Schoolchildren may have consumed frozen berries linked to hepatitis A cases which have now spread to Western Australia.

Thirteen people in Victoria, New South Wales, Queensland and WA have now tested positive to hepatitis A after eating the Nanna’s brand of imported frozen mixed berries, the health department says.

Children at nine South Australian primary schools and childcare centres may have been served frozen berries from the recalled batches.

The Department of Education and Child Development chief education officer, Jayne Johnston, said that although SA Health advice suggested the infection risk was low, the facilities were taking a cautious approach.

“Parents will be understandably concerned to receive the letter, but I would like to emphasise that SA Health advises that the risk is considered to be quite low and the product recall was being undertaken as a precaution,” she said in a statement on Wednesday.

Some students at a Victorian high school also consumed the berries after using them to make smoothies during a cooking class.

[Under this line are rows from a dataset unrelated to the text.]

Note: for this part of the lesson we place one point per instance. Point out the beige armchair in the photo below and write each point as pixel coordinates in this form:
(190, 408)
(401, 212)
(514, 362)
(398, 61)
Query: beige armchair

The Ballarat Secondary College year seven students used the berries in a food technology class last week, before the product was recalled, the principal, Rick Gervasoni, said.

None have tested positive for the virus, which can take between 15 to 50 days to develop.

WA’s communicable disease control director, Dr Paul Armstrong, said the state had recorded its first case linked to the recalled Nanna’s and Creative Gourmet brands.

“There is no need for people who have eaten these products and remain well to see their doctor for testing or vaccination, as the risk to any individual should be low,” he said.

Three Wests Tigers rugby league players are due to be tested for hepatitis A after eating the berries.

On Tuesday, the NRL club issued a statement saying there had been “no symptoms” and “no confirmed cases of the infection”.